The technicians had rigged a screen at each end of the “conference room” and a similar setup, but not two-way, for the aides and assistants and others in the dorm next door. Inside the room sat the four current Lords of the Diamond dressed in their best, or most dramatic, as well as Dumonia and “Mr. Carroll,” the last two facing the rest despite the fact that Laroo was really Dumonia’s surrogate. Morah, it seemed, didn’t fully believe his statements on Dumonia’s power and neither recognized it nor told the others.

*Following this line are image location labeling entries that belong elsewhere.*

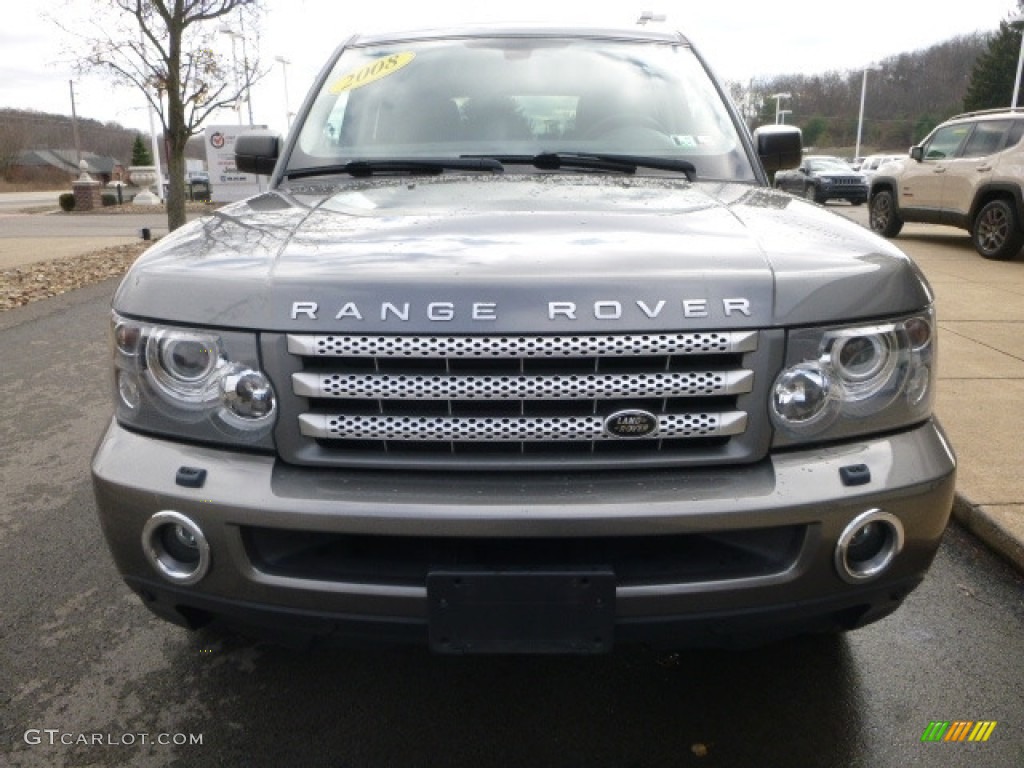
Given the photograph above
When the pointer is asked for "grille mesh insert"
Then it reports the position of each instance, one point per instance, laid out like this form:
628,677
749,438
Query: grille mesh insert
471,398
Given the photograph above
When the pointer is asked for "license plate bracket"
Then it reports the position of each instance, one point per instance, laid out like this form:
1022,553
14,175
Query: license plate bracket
550,611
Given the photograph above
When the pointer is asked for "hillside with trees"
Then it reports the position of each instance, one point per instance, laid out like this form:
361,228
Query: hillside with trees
905,97
20,130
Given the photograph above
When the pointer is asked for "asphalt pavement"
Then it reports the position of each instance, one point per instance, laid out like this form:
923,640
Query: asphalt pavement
980,399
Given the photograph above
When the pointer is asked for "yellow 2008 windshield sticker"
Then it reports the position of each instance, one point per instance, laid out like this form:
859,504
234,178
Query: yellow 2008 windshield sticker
372,72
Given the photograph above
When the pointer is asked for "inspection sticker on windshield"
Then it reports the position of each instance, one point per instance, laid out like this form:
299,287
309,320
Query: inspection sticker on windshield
373,71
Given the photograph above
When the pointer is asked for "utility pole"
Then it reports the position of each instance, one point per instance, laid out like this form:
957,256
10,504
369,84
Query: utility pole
74,126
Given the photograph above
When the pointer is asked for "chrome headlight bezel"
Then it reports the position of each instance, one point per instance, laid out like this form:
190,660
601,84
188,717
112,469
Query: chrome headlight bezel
192,383
845,381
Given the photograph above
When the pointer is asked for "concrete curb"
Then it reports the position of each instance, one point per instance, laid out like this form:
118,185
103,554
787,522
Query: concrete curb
988,529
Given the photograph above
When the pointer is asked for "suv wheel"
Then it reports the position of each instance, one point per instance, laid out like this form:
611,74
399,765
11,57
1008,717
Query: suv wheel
996,233
883,217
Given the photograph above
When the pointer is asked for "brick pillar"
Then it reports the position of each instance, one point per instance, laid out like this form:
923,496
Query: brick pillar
87,192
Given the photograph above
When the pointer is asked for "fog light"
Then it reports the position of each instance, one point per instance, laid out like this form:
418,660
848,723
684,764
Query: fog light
804,399
176,547
248,394
867,546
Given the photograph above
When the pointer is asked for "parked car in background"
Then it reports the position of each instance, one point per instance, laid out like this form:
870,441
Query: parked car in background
821,178
873,163
968,173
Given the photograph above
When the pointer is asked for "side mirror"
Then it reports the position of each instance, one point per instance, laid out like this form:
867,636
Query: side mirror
779,146
257,152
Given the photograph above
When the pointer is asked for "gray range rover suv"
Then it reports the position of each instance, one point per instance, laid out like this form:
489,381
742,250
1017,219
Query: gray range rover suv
520,353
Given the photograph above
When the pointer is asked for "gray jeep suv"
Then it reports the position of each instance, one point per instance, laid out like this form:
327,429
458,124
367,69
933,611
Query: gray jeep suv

Dumonia, for his part, was happy to be there as a representative of the Confederacy, although he found that concept highly amusing.

To the Lord’s right, on the screen, was an Altavar, possibly the same one he’d spoken to the night before. To their left the screen showed two men and a woman, all civilized worlders, dressed in formal robes of office. These were the senior ranking members of the Council, the rest of whom watched on a larger screen in an adjoining room back in the Confederacy.